In molecular biology, the forkhead-associated domain (FHA domain) is a phosphopeptide recognition domain found in many regulatory proteins. It displays specificity for phosphothreonine-containing epitopes but will also recognise phosphotyrosine with relatively high affinity. It spans approximately 80-100 amino acid residues folded into an 11-stranded beta sandwich, which sometimes contains small helical insertions between the loops connecting the strands.

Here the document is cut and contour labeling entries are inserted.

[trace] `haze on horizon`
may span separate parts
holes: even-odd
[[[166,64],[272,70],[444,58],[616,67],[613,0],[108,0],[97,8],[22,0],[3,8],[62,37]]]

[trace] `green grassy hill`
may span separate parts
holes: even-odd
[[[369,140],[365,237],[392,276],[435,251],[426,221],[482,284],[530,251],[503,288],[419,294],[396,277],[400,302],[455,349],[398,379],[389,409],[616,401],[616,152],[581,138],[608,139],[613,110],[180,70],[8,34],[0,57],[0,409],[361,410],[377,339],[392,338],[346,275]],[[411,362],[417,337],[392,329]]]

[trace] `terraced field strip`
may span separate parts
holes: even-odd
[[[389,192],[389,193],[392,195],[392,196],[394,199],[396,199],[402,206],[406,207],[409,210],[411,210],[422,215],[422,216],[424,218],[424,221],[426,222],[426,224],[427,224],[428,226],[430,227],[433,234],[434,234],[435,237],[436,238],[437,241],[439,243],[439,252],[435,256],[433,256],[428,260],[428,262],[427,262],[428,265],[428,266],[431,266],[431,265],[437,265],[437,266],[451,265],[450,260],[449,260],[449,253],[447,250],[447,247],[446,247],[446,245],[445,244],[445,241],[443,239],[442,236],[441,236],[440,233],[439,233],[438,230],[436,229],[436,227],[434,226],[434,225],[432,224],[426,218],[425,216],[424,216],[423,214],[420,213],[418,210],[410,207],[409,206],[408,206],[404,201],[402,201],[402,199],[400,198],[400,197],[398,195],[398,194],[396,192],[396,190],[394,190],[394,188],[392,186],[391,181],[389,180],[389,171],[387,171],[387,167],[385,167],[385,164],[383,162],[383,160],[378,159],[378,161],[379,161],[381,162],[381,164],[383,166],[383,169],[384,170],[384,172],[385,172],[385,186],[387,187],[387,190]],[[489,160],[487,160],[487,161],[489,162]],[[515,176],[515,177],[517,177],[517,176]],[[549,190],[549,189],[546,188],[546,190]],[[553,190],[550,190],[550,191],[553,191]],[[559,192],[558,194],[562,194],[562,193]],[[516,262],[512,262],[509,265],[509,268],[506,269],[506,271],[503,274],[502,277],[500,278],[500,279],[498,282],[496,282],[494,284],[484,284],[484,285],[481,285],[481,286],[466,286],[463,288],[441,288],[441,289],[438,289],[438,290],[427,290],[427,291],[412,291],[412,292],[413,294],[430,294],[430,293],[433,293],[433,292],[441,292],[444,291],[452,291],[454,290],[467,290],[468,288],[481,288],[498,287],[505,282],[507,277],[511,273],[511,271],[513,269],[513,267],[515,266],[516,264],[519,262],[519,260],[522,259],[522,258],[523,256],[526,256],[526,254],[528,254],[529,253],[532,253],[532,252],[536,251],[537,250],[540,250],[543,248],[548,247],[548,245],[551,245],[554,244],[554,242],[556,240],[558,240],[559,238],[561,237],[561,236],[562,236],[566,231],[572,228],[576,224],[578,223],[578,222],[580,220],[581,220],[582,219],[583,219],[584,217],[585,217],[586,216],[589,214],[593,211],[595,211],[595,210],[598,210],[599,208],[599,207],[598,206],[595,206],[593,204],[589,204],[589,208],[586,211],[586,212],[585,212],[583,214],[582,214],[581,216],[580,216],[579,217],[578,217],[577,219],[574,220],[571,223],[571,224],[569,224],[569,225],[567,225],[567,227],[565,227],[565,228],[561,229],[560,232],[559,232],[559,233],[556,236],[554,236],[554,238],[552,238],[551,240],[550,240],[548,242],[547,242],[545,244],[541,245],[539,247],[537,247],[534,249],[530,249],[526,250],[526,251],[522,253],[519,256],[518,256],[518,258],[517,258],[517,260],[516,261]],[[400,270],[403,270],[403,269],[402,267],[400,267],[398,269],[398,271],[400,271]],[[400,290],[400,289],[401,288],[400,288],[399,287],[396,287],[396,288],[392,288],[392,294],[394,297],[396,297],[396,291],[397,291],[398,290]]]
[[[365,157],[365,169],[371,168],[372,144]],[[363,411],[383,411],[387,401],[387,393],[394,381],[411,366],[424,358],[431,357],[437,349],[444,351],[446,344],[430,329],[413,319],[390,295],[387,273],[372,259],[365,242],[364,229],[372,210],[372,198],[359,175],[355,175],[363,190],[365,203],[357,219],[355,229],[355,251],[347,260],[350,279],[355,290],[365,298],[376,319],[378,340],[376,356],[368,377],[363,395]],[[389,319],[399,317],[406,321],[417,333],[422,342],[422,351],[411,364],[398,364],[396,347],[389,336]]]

To date, genes encoding FHA-containing proteins have been identified in bacterial, eukaryotic and archaeal genomes. The domain is present in a diverse range of proteins, such as kinases, phosphatases, kinesins, transcription factors, RNA-binding proteins, and metabolic enzymes which partake in many different cellular processes - DNA repair, signal transduction, vesicular transport, and protein degradation are just a few examples.

==DNA repair==
The forkhead associated (FHA) domain of polynucleotide kinase phosphatase (PNKP) is necessary for the recruitment of PNKP to damage sites in DNA. PNKP is active in the repair of DNA damage by the processes of base excision repair, single-strand break repair, and non-homologous end joining in the case of double strand breaks. In these activities, PNKP acts both as a kinase and a phosphatase in the ligation of DNA ends. The kinase domain phosphorylates 5' hydroxyl ends, and the phosphatase domain removes phosphates from 3' ends. These activities, acting together, prepare single-strand breaks with damaged termini for ligation.